Trump valuta l'invio di una seconda portaerei in Medio Oriente
Il presidente degli Stati Uniti Donald Trump ha dichiarato martedì di stare valutando l'invio di un secondo gruppo d'attacco di portaerei in Medio Oriente, aumentando la pressione sull'Iran mentre proseguono gli sforzi diplomatici.
"Abbiamo una flotta che si sta dirigendo lì e un'altra potrebbe essere in partenza", ha detto Trump ad Axios, confermando di stare "pensando" a un ulteriore dispiegamento.
Un funzionario statunitense ha confermato che sono in corso discussioni interne riguardanti un secondo gruppo d'attacco, che si unirebbe alla USS Abraham Lincoln attualmente di stanza nella zona.
Trump ha definito la scelta per l'Iran come binaria, affermando: "O raggiungeremo un accordo o dovremo fare qualcosa di molto duro come l'ultima volta", riferendosi agli attacchi statunitensi dello scorso giugno, quando le forze statunitensi hanno effettuato attacchi aerei su tre importanti impianti nucleari iraniani: Fordow, Natanz e Isfahan.
Il presidente degli Stati Uniti ha dichiarato di prevedere un secondo round di negoziati con i funzionari iraniani la prossima settimana, sostenendo che Teheran è ora più seriamente impegnata.
Ha lasciato intendere che la sua disponibilità a usare la forza ha cambiato il panorama diplomatico. "L'ultima volta non credevano che l'avrei fatto", ha detto, aggiungendo che la leadership iraniana aveva precedentemente "esagerato".
Trump ha affermato che un accordo che includa il programma nucleare iraniano è una "soluzione ovvia" e si è espresso ottimista sulla riduzione delle sue capacità missilistiche balistiche. "Possiamo raggiungere un ottimo accordo con l'Iran", ha detto.
In occasione della visita alla Casa Bianca di mercoledì del Primo Ministro israeliano Benjamin Netanyahu, Trump ha respinto le preoccupazioni di attriti tra i due, affermando che anche Netanyahu "vuole un accordo.
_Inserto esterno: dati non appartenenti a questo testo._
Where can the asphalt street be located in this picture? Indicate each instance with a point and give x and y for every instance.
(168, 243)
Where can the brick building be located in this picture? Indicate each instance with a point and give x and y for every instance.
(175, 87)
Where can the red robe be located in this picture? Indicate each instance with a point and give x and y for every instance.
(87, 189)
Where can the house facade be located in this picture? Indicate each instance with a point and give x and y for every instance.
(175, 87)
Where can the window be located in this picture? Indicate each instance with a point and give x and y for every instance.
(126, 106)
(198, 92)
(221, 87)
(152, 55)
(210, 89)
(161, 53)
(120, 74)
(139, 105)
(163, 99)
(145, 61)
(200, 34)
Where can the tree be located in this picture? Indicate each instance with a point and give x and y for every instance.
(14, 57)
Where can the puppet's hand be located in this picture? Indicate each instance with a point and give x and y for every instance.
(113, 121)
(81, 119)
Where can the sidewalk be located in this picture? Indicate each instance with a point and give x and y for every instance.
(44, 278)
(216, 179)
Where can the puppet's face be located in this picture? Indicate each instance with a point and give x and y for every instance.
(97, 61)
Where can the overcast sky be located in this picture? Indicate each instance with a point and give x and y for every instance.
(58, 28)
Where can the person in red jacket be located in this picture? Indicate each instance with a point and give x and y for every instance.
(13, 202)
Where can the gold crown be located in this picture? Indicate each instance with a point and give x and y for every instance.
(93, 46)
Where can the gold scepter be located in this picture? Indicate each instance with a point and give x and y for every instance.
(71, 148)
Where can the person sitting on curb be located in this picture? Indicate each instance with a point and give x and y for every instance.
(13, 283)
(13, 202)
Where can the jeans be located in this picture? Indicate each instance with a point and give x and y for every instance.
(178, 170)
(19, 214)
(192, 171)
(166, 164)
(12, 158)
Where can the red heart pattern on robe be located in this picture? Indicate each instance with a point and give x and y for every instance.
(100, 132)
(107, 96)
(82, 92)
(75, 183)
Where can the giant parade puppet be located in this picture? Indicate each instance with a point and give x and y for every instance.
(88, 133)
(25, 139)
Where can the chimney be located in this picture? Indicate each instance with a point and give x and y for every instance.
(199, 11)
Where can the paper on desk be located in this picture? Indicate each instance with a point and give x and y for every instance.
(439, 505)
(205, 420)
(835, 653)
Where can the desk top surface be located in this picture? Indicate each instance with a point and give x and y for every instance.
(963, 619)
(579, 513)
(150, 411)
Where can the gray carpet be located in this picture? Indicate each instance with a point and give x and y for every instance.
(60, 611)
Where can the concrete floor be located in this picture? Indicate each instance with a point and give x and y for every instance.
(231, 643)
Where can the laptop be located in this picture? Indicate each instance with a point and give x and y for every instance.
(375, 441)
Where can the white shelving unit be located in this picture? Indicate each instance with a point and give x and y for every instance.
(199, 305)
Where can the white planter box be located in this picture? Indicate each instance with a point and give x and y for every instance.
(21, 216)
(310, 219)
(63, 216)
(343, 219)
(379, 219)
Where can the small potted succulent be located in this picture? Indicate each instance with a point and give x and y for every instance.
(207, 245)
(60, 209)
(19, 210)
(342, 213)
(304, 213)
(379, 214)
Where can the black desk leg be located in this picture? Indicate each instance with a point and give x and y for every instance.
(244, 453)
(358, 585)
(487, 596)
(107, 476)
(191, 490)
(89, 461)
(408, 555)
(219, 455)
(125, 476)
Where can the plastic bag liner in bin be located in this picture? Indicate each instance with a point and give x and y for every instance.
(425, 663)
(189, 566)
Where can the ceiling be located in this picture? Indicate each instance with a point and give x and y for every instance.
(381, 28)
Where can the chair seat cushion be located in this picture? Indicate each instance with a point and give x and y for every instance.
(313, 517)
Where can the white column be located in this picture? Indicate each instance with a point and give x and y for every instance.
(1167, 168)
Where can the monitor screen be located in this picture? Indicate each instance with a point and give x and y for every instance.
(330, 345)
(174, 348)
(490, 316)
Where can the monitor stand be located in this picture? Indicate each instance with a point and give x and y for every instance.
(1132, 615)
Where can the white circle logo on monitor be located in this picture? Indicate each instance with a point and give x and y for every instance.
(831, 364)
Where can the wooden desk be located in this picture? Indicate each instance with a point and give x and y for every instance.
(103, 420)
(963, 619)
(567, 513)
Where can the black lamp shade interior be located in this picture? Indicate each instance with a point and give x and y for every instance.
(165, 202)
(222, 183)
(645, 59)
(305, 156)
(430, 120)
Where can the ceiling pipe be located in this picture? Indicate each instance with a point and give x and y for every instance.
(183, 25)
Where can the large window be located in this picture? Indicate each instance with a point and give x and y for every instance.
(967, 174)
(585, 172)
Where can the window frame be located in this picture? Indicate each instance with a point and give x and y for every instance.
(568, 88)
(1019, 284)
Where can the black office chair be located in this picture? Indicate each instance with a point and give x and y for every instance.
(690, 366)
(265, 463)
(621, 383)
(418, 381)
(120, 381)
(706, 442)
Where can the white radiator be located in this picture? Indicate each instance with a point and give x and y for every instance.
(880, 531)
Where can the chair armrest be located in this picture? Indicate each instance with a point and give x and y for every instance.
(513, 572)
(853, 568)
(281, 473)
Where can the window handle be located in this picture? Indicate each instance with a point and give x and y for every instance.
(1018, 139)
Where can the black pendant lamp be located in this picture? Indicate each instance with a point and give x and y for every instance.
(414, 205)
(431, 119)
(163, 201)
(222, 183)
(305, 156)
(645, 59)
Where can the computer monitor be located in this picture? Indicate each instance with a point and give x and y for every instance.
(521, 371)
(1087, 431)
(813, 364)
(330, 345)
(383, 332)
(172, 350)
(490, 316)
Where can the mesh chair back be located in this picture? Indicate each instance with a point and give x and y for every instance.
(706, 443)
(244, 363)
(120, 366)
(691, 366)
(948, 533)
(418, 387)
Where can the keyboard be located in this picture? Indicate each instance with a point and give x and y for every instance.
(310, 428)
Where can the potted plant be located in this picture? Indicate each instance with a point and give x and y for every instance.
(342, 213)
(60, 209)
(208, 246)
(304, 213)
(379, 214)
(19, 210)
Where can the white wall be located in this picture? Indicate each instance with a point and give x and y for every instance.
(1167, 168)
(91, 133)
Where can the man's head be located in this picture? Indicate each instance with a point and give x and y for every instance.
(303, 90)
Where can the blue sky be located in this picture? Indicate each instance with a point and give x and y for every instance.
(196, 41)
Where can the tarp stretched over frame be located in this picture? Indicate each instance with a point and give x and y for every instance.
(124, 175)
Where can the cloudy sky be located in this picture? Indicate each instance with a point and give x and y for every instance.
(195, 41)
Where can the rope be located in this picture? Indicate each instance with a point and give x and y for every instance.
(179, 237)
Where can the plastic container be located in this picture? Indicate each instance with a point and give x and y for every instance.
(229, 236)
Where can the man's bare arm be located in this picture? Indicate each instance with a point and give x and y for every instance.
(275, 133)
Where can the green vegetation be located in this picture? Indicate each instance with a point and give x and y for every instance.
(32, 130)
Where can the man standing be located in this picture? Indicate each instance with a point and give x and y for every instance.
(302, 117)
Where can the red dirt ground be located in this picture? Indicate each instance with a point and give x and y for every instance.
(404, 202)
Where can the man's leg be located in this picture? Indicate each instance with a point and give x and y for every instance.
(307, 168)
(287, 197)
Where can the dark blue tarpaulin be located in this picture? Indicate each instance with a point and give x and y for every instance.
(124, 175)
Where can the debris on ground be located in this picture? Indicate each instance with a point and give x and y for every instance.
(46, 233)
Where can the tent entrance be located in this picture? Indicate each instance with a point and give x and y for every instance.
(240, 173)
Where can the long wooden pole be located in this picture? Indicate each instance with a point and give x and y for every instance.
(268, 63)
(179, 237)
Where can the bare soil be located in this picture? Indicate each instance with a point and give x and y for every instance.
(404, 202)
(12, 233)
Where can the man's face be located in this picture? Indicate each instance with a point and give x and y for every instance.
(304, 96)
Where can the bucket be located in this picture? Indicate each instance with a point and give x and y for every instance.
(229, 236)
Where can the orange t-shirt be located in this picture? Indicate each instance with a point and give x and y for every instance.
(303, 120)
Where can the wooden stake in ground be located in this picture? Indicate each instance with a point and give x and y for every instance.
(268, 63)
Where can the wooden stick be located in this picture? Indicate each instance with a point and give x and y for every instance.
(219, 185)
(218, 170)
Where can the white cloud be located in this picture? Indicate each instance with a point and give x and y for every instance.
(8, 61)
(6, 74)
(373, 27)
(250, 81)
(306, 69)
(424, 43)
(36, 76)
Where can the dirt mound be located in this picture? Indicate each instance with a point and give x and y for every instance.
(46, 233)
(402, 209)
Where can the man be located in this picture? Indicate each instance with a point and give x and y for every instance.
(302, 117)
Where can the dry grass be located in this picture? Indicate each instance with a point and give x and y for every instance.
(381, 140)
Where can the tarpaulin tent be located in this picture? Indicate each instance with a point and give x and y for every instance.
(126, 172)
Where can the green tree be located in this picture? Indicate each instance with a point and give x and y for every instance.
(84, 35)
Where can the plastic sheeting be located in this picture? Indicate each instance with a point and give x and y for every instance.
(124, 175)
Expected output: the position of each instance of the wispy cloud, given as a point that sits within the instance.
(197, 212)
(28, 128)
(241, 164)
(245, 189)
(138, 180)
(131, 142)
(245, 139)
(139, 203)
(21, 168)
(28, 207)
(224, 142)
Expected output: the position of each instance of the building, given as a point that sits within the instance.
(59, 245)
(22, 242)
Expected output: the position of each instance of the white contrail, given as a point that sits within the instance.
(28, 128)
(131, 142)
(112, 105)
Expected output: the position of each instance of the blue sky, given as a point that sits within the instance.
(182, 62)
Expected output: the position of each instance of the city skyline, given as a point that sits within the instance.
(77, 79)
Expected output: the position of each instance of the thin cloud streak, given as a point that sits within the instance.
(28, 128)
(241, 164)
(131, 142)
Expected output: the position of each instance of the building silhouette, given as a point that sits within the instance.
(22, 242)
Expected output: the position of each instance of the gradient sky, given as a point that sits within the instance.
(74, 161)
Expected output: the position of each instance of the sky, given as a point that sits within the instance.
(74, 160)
Vuole un buon accordo".
L'Iran e gli Stati Uniti si stanno preparando per il prossimo round di negoziati sul nucleare, che si è svolto in Oman venerdì dopo una sospensione di quasi otto mesi.
La tensione tra Washington e Teheran è aumentata, alimentata dal rafforzamento militare americano nel Golfo Persico e dalle ripetute minacce di intervento militare da parte di Trump.